CGP 56999A ([3-[1-(R)-[(3-cyclohexylmethyl)hydroxyphosphinyl]-2-(S)- hydroxy-propyl] amino]ethyl]-benzoic acid) is a potent GABAB receptor antagonist showing much more pronounced convulsant features in mice than do other previously studied GABAB receptor antagonists. The goal of this study was to elucidate the physiological mechanisms underlying this effect. In mice a dose of 0.6 mg/kg intraperitoneal (i.p.) CGP 56999A elicited behavioral activation and stereotypy with periods of intensive scratching and grooming. At 1 mg/kg i.p. most mice displayed myoclonic seizure-like episodes lasting several min.
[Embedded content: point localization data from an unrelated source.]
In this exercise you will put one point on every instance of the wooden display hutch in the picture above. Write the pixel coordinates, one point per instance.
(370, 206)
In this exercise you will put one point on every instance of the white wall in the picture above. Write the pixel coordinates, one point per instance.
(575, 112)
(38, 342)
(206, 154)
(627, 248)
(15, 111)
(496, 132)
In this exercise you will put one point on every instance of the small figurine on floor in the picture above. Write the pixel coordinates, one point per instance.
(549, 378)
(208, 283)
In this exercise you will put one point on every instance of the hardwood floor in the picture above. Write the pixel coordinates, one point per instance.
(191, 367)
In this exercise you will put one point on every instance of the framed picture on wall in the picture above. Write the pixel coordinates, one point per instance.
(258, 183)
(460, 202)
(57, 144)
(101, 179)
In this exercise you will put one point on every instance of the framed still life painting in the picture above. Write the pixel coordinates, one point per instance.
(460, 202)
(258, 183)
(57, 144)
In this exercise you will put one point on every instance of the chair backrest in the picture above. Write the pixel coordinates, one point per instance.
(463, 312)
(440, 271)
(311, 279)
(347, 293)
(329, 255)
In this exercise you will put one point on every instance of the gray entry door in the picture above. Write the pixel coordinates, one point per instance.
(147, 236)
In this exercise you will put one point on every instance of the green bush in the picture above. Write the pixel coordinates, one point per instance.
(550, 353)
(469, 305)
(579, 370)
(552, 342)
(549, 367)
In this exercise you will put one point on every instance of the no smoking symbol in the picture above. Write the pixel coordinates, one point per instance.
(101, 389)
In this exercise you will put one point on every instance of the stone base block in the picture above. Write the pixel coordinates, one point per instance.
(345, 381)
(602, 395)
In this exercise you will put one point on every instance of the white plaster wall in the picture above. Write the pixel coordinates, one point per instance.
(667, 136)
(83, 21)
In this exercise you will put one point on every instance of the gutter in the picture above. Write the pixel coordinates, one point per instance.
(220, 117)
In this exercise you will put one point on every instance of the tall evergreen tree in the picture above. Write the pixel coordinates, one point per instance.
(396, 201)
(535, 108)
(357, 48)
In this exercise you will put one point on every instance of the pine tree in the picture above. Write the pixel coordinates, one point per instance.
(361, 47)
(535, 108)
Pretreatment with the lower dose of 0.6 mg/kg i.p. also induced seizures after treatment with a subthreshold dose of pentylenetetrazole (40 mg/kg i.p.). In rats a dose of 3 mg/kg CGP 56999A (i.p.) induced convulsions of tonic-clonic nature. Intracellular sharp microelectrode recordings from rat cortical neurons in slices revealed no paroxysmal actions of CGP 56999A (10 microM). Similar to other GABAB receptor antagonists, CGP 56999A suppressed the late inhibitory postsynaptic potential (i.p.s.p.), but had no effect on the excitatory postsynaptic potential (e.p.s.p.) in the cortex. In cortical slices exposed to picrotoxin (10 microM), the compound evoked pronounced, spontaneous and intense epileptiform discharges. In conclusion, these findings demonstrated that the convulsive feature of the potent GABAB receptor antagonist, CGP 56999A, may be due to suppression of the late i.p.s.p., which becomes apparent in the intact brain only, whereas this action remains undetected in untreated brain slices. This remarkable discrepancy between in vitro and in vivo may be a consequence either of disruption of neuronal circuits during slice preparation or of the pronounced hyperpolarization of pyramidal neurons, at least in the case of cortical slice preparations.